Page 111 - e-KLIPING KETENAGAKERJAAN 20 JANUARI 2021
P. 111
Hal tersebut diungkapkan Menteri Ketenagakerjaan (Menaker) Ida Fauziyah dalam rapat kerja
bersama Komisi IX DPR RI, kemarin (18/1). Dalam kesempatan tersebut, Ida memaparkan
evaluasi dari penyaluran bantuan sebesar Rp600 ribu per bulan untuk jangka waktu empat bulan
tersebut.
Dia menyebutkan, penyaluran BSU pada 12.403.896 sasaran penerima dilakukan dalam dua
gelombang Di mana, pada masing-masing gelombang penerima akan mendapatkan Rp1,2 juta.

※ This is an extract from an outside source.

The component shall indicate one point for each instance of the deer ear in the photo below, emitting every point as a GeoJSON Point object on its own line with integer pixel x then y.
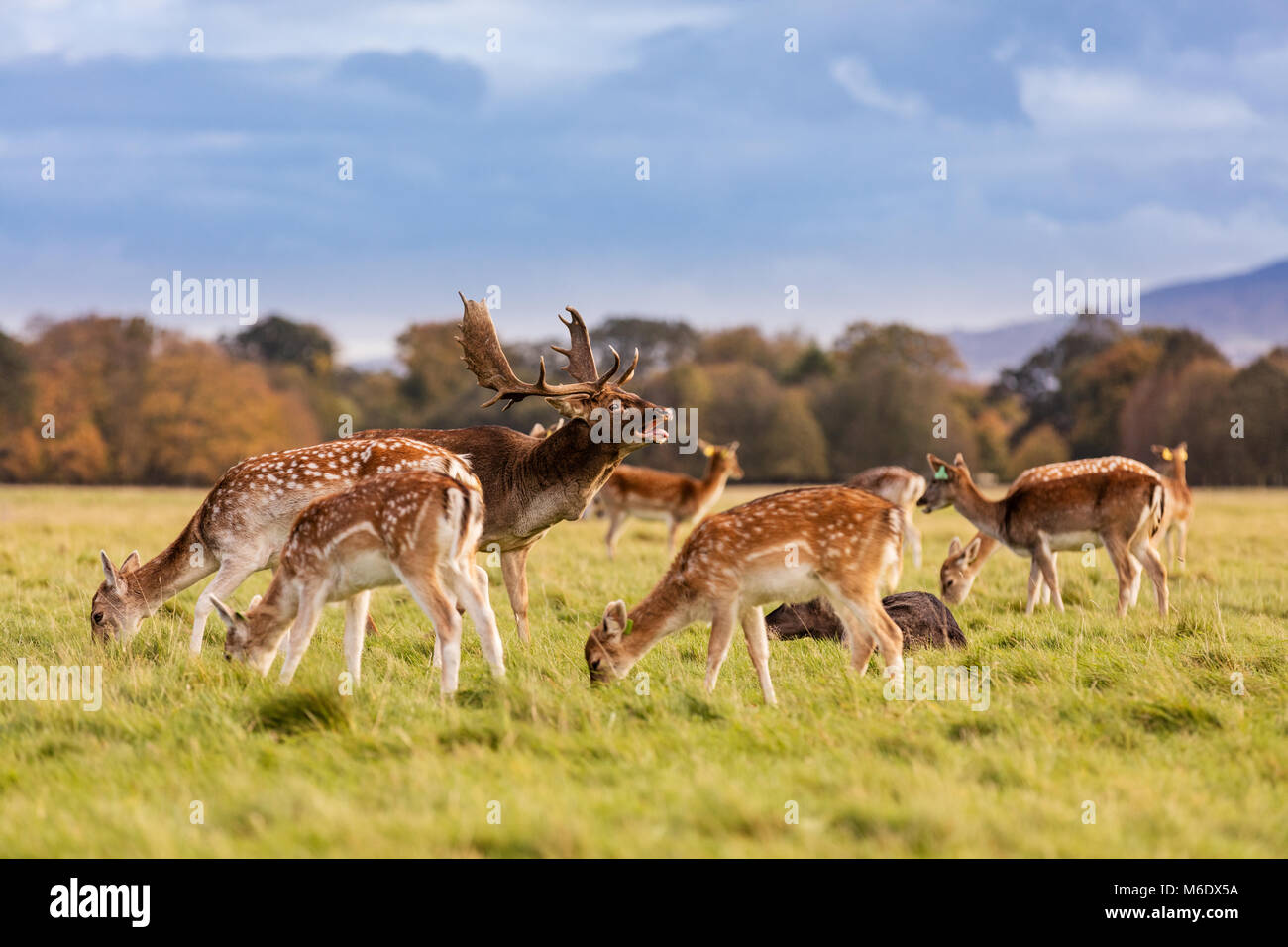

Pada penyaluran gelombang I, yang dilakukan pada periode Agustus-Oktober 2020, realisasinya
mencapai 99,11 persen. Dari 12.403.896 target penerima, dana berhasil tersalur pada
12.293.134 orang penerima. Artinya, ada sebanyak 110.762 pekerja yang tidak menerima BSU
di gelombang I ini.
Kondisi yang sama terjadi pada penyaluran gelombang II di November 2020. BSU tidak tersalur
sempurna. Bahkan, realisasi lebih rendah dibanding gelombang I, yakni 98,71 persen. Dari
12.403.896 target penerima, hanya 12.244. 169 peserta yang berhasil dicairkan dananya oleh
bank penyalur.
"Secara total, realisasi mencapai 98,91 persen dengan anggaran yang tersalurkan sebesar
Rp29,4 triliun," tuturnya.
Ida menegaskan, ada sejumlah persoalan yang menyebabkan BSU ini tidak terserap seluruhnya.
Pertama, duplikasi atau rekening ganda. Kemudian, nama yang terdaftar tidak valid. Misal,
penulisan nama Muhammad dan Muhamad.
Lalu, kasus rekening yang ternyata sudah ditutup baik oleh pemilik rekening maupun pihak bank
Ada pula rekening tidak terdaftar di kliring, rekening pasif karena tidak ada transaksi dalam
jangka waktu tertentu, rekening dibekukan, NIK di bank tidak sesuai dengan NIK di data subsidi,
hingga cut off akhir tahun yang mengharuskan seluruh dana kembali ke kas negara.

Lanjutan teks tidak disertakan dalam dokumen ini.